Being on this new treatment, I keep waiting for the other shoe to drop. You know how you do that? No? Just me? Whatever, Asshole. Oh, and "Liar, Lair, pants on fire".
I posted about feeling hopeful the other day. I am hopeful. But I am also realistic, and everything I hear about Lyme treatment, every first-hand account? It gets ugly. Ugly ugly. It drove me to do something I was hoping to avoid. But then i could no longer put it off. I had "the talk" with both kids, separately. And not the "stop playing with yourself in the shower, Mother Nature is crying" talk.
It was the dreaded, "Mommy is sick, and going to take lots of medicine, and sometimes that medicine is going to make Mommy look like she is getting worse, not better. But this means the germs are fighting back, but it also means those germs are losing" talk. I did surprisingly fine during the talk. Princess said, "Okay. Can we have McDonald's?" Which means, we will be revisiting this at length, many many times in the coming years.

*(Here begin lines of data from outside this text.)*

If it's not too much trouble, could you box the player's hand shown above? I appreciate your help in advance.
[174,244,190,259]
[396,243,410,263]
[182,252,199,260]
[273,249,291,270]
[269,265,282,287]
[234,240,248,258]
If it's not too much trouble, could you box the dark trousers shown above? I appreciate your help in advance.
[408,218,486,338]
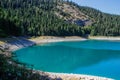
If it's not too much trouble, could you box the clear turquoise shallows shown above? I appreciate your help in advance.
[13,40,120,80]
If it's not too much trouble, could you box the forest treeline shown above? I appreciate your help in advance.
[71,3,120,36]
[0,0,120,36]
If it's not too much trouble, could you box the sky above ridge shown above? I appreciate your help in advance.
[72,0,120,15]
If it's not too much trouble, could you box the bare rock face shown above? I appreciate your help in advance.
[55,3,94,27]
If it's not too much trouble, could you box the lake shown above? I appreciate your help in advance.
[13,40,120,80]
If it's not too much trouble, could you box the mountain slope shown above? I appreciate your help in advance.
[0,0,120,37]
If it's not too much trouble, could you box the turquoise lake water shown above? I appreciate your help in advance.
[14,40,120,80]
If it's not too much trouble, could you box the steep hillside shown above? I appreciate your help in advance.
[0,0,120,37]
[55,2,93,26]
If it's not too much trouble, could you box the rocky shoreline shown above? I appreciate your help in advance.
[1,36,113,80]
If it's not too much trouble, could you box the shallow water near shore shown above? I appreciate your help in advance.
[13,40,120,80]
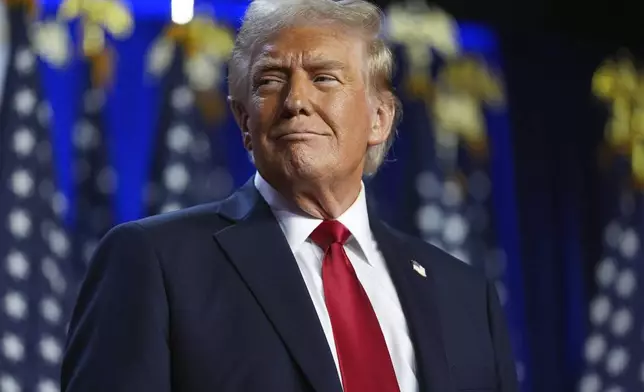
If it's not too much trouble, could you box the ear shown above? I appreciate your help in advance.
[367,93,396,146]
[228,96,253,151]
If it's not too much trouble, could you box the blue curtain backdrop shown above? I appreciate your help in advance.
[3,0,600,392]
[42,2,531,391]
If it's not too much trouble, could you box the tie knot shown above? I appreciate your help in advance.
[311,220,351,251]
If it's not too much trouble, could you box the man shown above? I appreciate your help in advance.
[62,0,517,392]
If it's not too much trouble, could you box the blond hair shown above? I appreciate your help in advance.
[228,0,402,175]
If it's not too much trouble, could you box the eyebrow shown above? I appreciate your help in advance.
[251,57,347,75]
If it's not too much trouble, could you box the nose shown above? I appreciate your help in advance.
[282,74,312,118]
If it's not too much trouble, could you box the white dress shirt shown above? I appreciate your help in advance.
[254,173,418,392]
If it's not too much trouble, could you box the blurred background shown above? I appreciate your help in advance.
[0,0,644,392]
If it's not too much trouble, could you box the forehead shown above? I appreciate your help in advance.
[253,25,365,69]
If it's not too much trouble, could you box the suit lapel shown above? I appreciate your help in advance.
[369,216,455,392]
[214,179,342,392]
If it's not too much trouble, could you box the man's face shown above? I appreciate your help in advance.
[233,25,392,185]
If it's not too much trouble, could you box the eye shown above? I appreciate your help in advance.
[313,75,338,83]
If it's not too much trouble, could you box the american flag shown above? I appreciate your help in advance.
[579,160,644,392]
[579,58,644,392]
[146,50,234,215]
[0,3,77,392]
[410,56,529,390]
[73,81,118,268]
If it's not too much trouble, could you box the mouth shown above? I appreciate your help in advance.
[277,131,323,141]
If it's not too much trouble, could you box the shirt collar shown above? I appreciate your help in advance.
[254,172,373,260]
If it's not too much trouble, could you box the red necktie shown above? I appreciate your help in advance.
[311,220,399,392]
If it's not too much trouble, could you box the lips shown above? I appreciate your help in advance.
[277,130,321,139]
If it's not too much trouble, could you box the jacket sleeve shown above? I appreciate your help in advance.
[487,282,519,392]
[61,223,171,392]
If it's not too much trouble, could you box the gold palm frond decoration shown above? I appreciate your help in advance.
[147,15,234,123]
[57,0,134,87]
[592,56,644,189]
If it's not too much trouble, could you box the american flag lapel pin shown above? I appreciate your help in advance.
[411,260,427,278]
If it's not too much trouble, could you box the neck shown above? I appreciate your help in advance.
[266,175,362,219]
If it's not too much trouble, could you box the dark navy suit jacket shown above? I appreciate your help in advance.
[61,181,518,392]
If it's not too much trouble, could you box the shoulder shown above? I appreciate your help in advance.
[98,202,231,264]
[110,202,230,238]
[385,224,488,288]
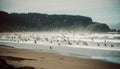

Stoic Monkey Boy stared at the wall 3 feet from my face, didn't ask any questions, and nodded. To be honest, I think he's scared. He's the one I worry about the most, because he's so in tune, empathetic with me.
About 6 months ago as I was gobbling large quantities of pills while chugging water, he said, "Mom, do those pills keep you alive?". My heart broke just a tiny bit that day. But I said, "No, they make me not want to kill you or your sister, when I don't feel well." I did, however, explain to him that I was kidding and that they just make my symptoms better, and that I would grow old and torture him for many more years to come.
But this means there's a lot going on in his head that he doesn't say. If you know Monkey Boy, he's not too chatty. With his close friends, yes. When he's surrounded by his peers that he's been in school with since 1st Grade, yes. But on average? Stoic. Quiet. Introspective. There's just so much going on is that head, there's no room for the words to escape.
I'm being strong for me, strong for my family. Being positive. Because if being a positive, stubborn obstinate bitch is going to kill this shit, I'm as good as healed.
Still I worry, and days like today, I get all think-y. Which ain't a pretty sight. I was doing so good, now the tears are barely staying away. So, I'm going to wrap this shit up. But not without leaving a little something for those of you fighting your own battle.
While perusing the internets, I came across a new (to me) blog.
I had Googled "Lemon water for Lyme Disease" and one of the first entries was this:
And I must say, I have a new blog to add to my roll. Good lord, I hope she swears. Diseases are no fucking fun without a whole lot of motherfucking swearing.